Twenty-five years before that night, the best supporting actress winner Vanessa Redgrave had caused controversy before she’d even opened her mouth. During the production of second world war drama Julia, she had befriended some Palestinian students and lent her narration to The Palestinian, a documentary which she also produced. It was perceived as anti-Israeli by some, including the Anti-Defamation League, and outside the ceremony there were Jewish Defense League members torching effigies of her.
After Redgrave led with the more expected gratitude, she then took aim at “a small bunch of Zionist hoodlums whose behaviour is an insult to the stature of Jews all over the world and to their great and heroic record of struggle against fascism and oppression”. There were gasps, some boos and later in the night, writer Paddy Chayefsky criticised her choice of words on stage (he also “cut her dead” when she tried to talk to him). As with Glazer, her speech was misconstrued, with Redgrave later saying that she was referring to the Jewish Defense League when she spoke of hoodlums, rather than any larger group.
In a 2016 interview with the Guardian, when asked about those calling her antisemitic, she called it all “absurd” before adding: “Everybody has a right to think whatever they want about anybody, but since I so wasn’t and never have been, what can you do? You think: ‘OK time will pass on that one.’”
She also admitted that it did briefly affect her career, but that was of less importance than calling out injustice. Redgrave would go on to receive two more Oscar nominations. “I didn’t realize pledging to fight antisemitism and fascism was controversial,” she said in 2018. “I’m learning that it is.” She added: “I had to do my bit.”
Five years before that, in arguably the most well-known example of how quickly an audience can turn, an actor called Sacheen Littlefeather took to the stage to accept, or rather decline, the best actor Oscar on behalf of Marlon Brando. He’d won for his role in The Godfather yet in his place, she delivered a prepared speech that caused immediate anger. She said that Brando could not accept as a result of “the treatment of American Indians today by the film industry and on television” and also as a result of the recent violent occupation of Wounded Knee.
There was some applause, but there were also boos and waiting in the wings was John Wayne who reportedly had to be held back by six security guards from going up on the stage during her speech. Later in the night, Clint Eastwood made a quip when handing out the best picture Oscar (“I don’t know if I should present this award on behalf of all the cowboys shot in all the John Ford westerns over the years”) and others made offensive sounds and gestures toward her. “I went up there like a warrior woman,” she said to the Guardian in 2021. “I went up there with the grace and the beauty and the courage and the humility of my people.

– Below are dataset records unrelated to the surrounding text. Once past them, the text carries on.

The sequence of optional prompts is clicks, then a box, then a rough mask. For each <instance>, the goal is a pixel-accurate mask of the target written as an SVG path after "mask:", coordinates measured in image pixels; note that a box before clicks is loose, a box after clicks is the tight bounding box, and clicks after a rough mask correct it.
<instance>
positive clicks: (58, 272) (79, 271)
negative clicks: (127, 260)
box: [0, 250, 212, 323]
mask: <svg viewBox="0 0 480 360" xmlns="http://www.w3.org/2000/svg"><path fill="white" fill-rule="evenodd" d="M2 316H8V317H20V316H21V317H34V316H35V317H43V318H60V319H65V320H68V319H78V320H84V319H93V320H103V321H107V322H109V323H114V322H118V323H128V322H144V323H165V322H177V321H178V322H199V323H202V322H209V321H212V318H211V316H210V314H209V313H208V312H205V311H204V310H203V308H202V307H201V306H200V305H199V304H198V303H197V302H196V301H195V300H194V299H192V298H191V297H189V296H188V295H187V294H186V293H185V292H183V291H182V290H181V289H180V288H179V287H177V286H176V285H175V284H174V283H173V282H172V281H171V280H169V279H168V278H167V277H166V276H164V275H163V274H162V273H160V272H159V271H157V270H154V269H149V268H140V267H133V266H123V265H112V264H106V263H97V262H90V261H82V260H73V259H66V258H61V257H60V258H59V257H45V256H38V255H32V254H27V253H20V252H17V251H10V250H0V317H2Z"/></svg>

I spoke from my heart.” Her career stalled after (she later called herself “a hotbed for controversy”) with claims that J Edgar Hoover warned those in the industry against hiring her, which led to a virtual blacklisting. It did, however, help raise international awareness of what occurred at Wounded Knee (it was the first time the awards were shown globally, reaching 85 million people).
The response from some to Glazer’s speech, accepting for a film that Steven Spielberg had called the most effective Holocaust portrayal since his own Schindler’s List, comes during a tough, tumultuous time for the industry. Since October, celebrities have faced being fired from films and dropped by their agents for criticising the Israeli government. That Glazer’s restrained and thoughtful speech, in which he spoke for those affected in both territories, would become the latest escalation of an unwinnable culture war is sadly no real surprise, capping off an awards season that’s been extremely light on bold political statements. The film-maker, whose work has never insisted upon a broad audience or required a large budget, is unlikely to be professionally affected, but the backlash and the many that came before may prove to be a grim warning to others in the future.